Olive Tell
Biography
From Wikipedia
Olive Tell (September 27, 1894 – June 6, 1951) was a stage and screen actress from New York City. She first appeared in motion pictures during World War I.
Her early screen roles were in silent films like The Silent Master (1917), The Unforeseen (1917), Her Sister (1917), and National Red Cross Pageant (1917). Tell appeared opposite such popular film actors of the era as Donald Gallaher, Karl Dane, Ann Little, Rod La Rocque, Ethel Barrymore and a young Tallulah Bankhead.

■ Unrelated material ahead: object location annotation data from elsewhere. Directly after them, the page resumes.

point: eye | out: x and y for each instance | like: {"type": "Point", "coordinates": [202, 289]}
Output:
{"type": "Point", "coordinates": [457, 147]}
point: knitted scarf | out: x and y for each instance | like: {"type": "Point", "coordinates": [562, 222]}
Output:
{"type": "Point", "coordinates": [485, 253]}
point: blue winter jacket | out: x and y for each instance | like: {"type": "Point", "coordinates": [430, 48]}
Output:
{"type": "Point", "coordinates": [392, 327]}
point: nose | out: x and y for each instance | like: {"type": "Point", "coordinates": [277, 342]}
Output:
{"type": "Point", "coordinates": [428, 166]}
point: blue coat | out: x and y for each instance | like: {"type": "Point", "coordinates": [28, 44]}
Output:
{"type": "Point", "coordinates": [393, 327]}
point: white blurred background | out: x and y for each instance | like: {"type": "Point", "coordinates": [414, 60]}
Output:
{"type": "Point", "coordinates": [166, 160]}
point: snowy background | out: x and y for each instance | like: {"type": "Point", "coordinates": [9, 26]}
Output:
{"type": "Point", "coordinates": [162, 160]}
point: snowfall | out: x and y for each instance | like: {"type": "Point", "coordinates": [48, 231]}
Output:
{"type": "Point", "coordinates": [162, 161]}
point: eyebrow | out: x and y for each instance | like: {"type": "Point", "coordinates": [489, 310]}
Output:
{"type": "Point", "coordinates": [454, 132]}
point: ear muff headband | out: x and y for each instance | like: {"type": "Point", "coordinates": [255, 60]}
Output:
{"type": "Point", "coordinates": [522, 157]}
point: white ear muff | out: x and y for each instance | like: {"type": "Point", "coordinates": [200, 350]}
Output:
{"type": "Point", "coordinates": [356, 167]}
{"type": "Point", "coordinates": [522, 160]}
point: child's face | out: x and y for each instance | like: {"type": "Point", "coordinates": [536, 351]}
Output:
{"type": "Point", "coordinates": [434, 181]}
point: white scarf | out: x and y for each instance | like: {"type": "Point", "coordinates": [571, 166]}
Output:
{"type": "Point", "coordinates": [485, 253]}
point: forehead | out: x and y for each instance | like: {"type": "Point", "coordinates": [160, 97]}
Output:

Tell married First National Pictures movie producer Henry M. Hobart in 1926. Her first husband was killed in World War I. Hobart and Tell moved to California in 1926 and stayed in Hollywood for twelve years.
Her final screen credits came in the late 1930s. She performed in In His Steps (1936), Polo Joe (1936) with Joe E. Brown, Easy To Take (1936), and Under Southern Stars (1937). Tell's final screen appearance was in the George Cukor directed drama Zaza (1939), starring Claudette Colbert.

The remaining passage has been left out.